Could we get better AI? For sure! Especially the tactical AI and the basic city building AI (e.g., where buildings and cities are plotted down) could be much better imho. The basic mechanics of the game, if you will, that follow rather strict rules. There are other games which show this in some, but not necessarily all parts, e.g., Old World, Age of Wonders 4 or Humankind (although the latter two "trick" the tactical AI with a limited battlefield). What's more difficult for AI is probably the strategy, e.g., useful long term decision which buildings to prioritize, when to build which wonder, when to build a unit instead of a building, etc. Apparently, there are some weights active that pretend that there is a long term goal, e.g., when the AIs build lots of missionaries to get relics or explorers to get artifacts. Or how they seem to know where a good place for treasure resources is. But then they seem incapable of capitalizing on their achievements and just keep going in the same way.

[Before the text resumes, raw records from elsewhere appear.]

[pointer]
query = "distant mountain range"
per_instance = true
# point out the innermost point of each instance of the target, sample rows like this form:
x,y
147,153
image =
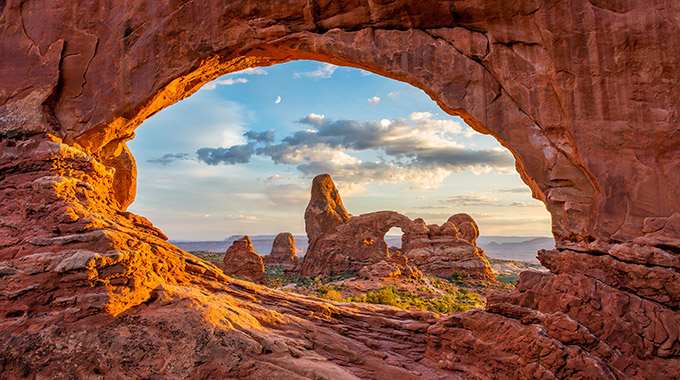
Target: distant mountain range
x,y
518,248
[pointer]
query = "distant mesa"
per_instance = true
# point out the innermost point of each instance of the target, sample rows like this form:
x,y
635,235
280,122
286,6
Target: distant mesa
x,y
283,251
242,261
340,242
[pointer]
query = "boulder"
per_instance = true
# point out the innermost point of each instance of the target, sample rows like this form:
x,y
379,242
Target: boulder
x,y
241,261
358,242
283,251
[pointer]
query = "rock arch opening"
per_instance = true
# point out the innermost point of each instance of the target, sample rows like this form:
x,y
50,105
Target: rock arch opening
x,y
75,88
244,158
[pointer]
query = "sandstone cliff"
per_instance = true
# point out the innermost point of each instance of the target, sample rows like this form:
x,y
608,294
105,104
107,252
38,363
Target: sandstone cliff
x,y
242,261
582,92
359,241
283,251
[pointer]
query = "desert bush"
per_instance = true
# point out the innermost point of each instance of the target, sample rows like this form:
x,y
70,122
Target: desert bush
x,y
328,292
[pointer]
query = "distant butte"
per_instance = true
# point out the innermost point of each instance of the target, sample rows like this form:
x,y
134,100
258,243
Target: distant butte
x,y
242,261
283,251
340,242
583,93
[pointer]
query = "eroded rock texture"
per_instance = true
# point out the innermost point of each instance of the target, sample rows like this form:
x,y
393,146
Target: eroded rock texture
x,y
338,243
283,251
447,249
242,261
582,92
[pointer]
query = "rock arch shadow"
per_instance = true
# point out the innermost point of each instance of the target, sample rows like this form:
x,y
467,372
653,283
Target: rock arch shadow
x,y
75,89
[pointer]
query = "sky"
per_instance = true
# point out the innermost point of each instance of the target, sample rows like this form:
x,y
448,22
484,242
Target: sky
x,y
238,156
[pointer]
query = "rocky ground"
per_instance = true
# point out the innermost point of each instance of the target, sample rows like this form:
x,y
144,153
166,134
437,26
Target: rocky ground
x,y
456,293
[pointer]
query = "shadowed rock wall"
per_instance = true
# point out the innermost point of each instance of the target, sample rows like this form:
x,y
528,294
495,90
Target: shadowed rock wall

Very different perspective: last year, I had a few months in which my board game partners weren't available, and so I started to play a bit with board game bots. If the bots are designed in a clever way, this can be surprisingly engaging for gameplay. But the interesting takeaway is that you learn how exactly the bots work, as you perform their actions. And you see how they operate with different rules than the player, have no agency, get random bonuses or perform triggered or randomly decided actions. All with the goal to provide an opponent for the player that's engaging but simple. And they succeed! They hardly model another player, but they function as a game mechanic, as a great obstacle. I think if civ AI or general rules would focus on the same, it could work better as well. But somehow, strategy gamers seem to prefer if the AI plays more or less along the same rules than they do themselves. At least in games on random maps - I mean, the old RTS campaigns of AoE or StarCraft are also examples for opponents that don't play the same game, and that's largely what made these fun. But why do we prefer an AI that plays the same game as we do in civ? Because we can then be more proud of us that we have won against the AI "on even terms"? I'm really not sure why we think it is better, but it somehow feels like it is.
 
Would you say the same about chess?
Yes.

1. The best chess AI were written by people who are not very good at chess, so for the part - yes.
2. Strongest chess AIs currently are better than humans by more than 1000 ELO rating, so there's no point in playing against them. Chess AI you play against are roleplayers, specifically trained to make human-like mistakes. So, for the second part - yes as well. Chess AIs you play the game against, don't play the game in the same way you do.

That's actually true for most of the good games. Even in multiplayer-first games AI is not programmed to win, it's programmed to teach players to play multiplayer.
 
I usually play with my mod (1.5x deity bonuses) and the Artificially Intelligent mod
. The improved settling makes the game much more immersive, and giving them larger armies makes conquest expensive enough that I don’t feel like I am exploiting the AI.

Where immersion is really destroyed for me is when the AI stops advancing to victory, and suddenly it feels like all pressure is off (e.g. not using banker, not starting science projects). It’s a small-ish issue, since it only affects the end game, and my goal remains to win as fast as I can once I get to modern, but I want to feel some peril, and to have to ask myself, “do I need to interfere with Ben before he wins on science?”